CREATE KEYSPACE pluralsight WITH REPLICATION = {'class':'SimpleStrategy','replication_factor':1};

CREATE TABLE courses (id varchar PRIMARY KEY);
CREATE TABLE IF NOT EXISTS courses (id VARCHAR PRIMARY KEY);
ALTER TABLE courses ADD duration int;
ALTER TABLE courses ADD released timestamp;
ALTER TABLE courses ADD author varchar;
DROP TABLE courses;

CREATE TABLE courses (
  id varchar PRIMARY KEY,
  name varchar,
  author varchar,
  audience int,
  duration int,
  hasClosedCaptions boolean,
  released timestamp
);

SELECT id, title FROM pluralsight.courses;
SELECT title, duration AS length FROM pluralsight.courses WHERE id = 'cassandra-developers';
SELECT title, published FROM pluralsight.courses WHERE id IN ('cassandra-developers', 'node-intro');
SELECT * FROM pluralsight.courses LIMIT 100;

INSERT INTO pluralsight.courses (id, author) VALUES ('cassandra-developers', 'paul-ofallon');
UPDATE pluralsight.courses SET author = 'paul-ofallon' WHERE id = 'cassandra-developers';
UPDATE pluralsight.courses SET author = 'paul-ofallon' WHERE id IN ('cassandra-developers', 'node-intro');

SELECT id, WRITETIME(author) FROM pluralsight.courses;

-- Delete a row
DELETE FROM pluralsight.courses WHERE id = 'node-intro';

-- Delete a column
DELETE author FROM pluralsight.courses WHERE id = 'node-intro';
UPDATE pluralsight.courses SET author = null WHERE id = 'node-intro';
INSERT INTO pluralsight.courses (id, author) VALUES ('node-intro', null);

-- Use a TTL (length of time in seconds) for a single column
UPDATE pluralsight.users USING TTL 32400 SET reset_token = 'asdf' WHERE id = 'john-doe';
SELECT TTL(reset_token) FROM pluralsight.users WHERE id = 'john-doe';

-- Use a TTL for an entire row
-- Only insert statements can be used to set a TTL for an entire row.

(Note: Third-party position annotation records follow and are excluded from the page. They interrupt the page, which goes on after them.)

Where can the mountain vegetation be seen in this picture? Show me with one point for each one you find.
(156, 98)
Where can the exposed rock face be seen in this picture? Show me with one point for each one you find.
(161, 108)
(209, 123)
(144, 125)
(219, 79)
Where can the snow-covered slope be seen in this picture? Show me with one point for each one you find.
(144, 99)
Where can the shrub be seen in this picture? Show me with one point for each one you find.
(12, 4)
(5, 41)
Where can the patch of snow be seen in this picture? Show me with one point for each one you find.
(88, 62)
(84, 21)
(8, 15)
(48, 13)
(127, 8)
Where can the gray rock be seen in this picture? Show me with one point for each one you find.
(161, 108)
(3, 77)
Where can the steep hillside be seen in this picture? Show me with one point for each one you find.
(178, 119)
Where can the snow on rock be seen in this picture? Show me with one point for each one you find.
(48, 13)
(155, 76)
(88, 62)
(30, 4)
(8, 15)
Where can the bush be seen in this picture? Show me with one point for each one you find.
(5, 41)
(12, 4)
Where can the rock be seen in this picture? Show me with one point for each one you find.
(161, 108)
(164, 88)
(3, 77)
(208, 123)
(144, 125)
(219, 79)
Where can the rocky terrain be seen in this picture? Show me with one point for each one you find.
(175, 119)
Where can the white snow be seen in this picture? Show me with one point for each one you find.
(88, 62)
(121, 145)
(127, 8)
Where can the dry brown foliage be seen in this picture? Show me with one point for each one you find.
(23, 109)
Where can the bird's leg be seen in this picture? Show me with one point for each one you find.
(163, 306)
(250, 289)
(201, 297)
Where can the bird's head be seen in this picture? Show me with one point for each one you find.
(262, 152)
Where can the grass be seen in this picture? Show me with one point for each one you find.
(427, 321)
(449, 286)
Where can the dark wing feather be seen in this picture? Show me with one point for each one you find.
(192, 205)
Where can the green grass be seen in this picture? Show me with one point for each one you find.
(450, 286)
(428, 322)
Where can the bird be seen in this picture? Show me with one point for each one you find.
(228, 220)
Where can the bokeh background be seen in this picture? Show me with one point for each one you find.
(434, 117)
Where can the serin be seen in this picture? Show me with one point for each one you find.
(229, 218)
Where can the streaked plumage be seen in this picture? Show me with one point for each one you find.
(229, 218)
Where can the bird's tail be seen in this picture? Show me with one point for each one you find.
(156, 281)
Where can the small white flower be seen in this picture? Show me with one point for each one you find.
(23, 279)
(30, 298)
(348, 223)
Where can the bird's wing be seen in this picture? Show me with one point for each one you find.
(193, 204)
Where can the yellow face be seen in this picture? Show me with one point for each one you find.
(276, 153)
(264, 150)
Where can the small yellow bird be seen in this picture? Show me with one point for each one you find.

Can't be done with UPDATE.
INSERT INTO pluralsight.reset_tokens (id, token) VALUES ('john-doe', 'asdoij') USING TTL 10800;

-- Use a TTL for the entire table. The entire table will be tombstoned after the TTL expires.
CREATE TABLE reset_tokens (
  id varchar PRIMARY KEY,
  token varchar
) WITH default_time_to_live = 10800;

-- If you have a table of id, partition_key, and you want to get one row for each id and the first partition_key, you can use this query:
SELECT DISTINCT id, partition_key FROM table;

-- Working with Collections
-- set<type>
INSERT INTO courses (id, name, features) VALUES ('node-intro', 'Introduction to Node.js', {'cc', 'transcript'});
UPDATE courses SET features = features + {'cc'} WHERE id = 'node-intro'; -- the + symbol adds to the set.
UPDATE courses SET features = features - {'cc'} WHERE id = 'node-intro'; -- the - symbol removes from the set.
UPDATE courses SET features = {} WHERE id = 'node-intro'; -- create an empty set.

-- list<type>
INSERT INTO courses (id, clips) VALUES ('node-intro', ['Getting Started']);
UPDATE courses SET clips = ['Introduction'] + clips WHERE id = 'node-intro'; -- prepend to the front of the list
UPDATE courses SET clips = clips + ['Introduction'] WHERE id = 'node-intro'; -- append to the back of the list
UPDATE courses SET clips = clips - ['Introduction'] WHERE id = 'node-intro'; -- removes all matching elements from the list.
UPDATE courses SET clips[0] = 'Introduction' WHERE id = 'node-intro'; -- add to list by position. Use indexing as you would in an array.
DELETE clips[0] FROM courses WHERE id = 'node-intro';

-- map<key-type,value-type>
INSERT INTO users (id, last_login) VALUES ('john-doe', {'abcde': '2015-06-30 09:02:24'});
UPDATE users SET last_login['abcde'] = '2015-09-12 07:01:34' WHERE id = 'john-doe';
UPDATE users SET last_login = last_login + {'abcde': '2015-06-30 09:02:24'} WHERE id = 'john-doe';
UPDATE users SET last_login = last_login - {'abcde': '2015-06-30 09:02:24'} WHERE id = 'john-doe';
DELETE last_login['abcde'] FROM users WHERE id = 'john-doe'
UPDATE users set last_login = {} WHERE id = 'john-doe'

-- secondary indexes
CREATE TABLE users (id varchar, first_name varchar, tags set<varchar>, PRIMARY KEY (id));
CREATE INDEX ON users(tags);
INSERT INTO users (id, first_name, tags) VALUES ('john-doe','John', {'java'});
SELECT * FROM users WHERE tags CONTAINS 'java';

-- a secondary index for a map
CREATE INDEX ON table(KEYS(map_column));
SELECT * FROM table WHERE map_column CONTAINS KEY 'foo';

Cassandra Data Types

http://docs.datastax.com/en/cql/3.3/cql/cql_reference/cql_data_types_c.html

keyspace

Replication strategy is defined at the keyspace level.

SimpleStrategy

The replication_factor tells cassandra how many copies of each partition in the keyspace to store.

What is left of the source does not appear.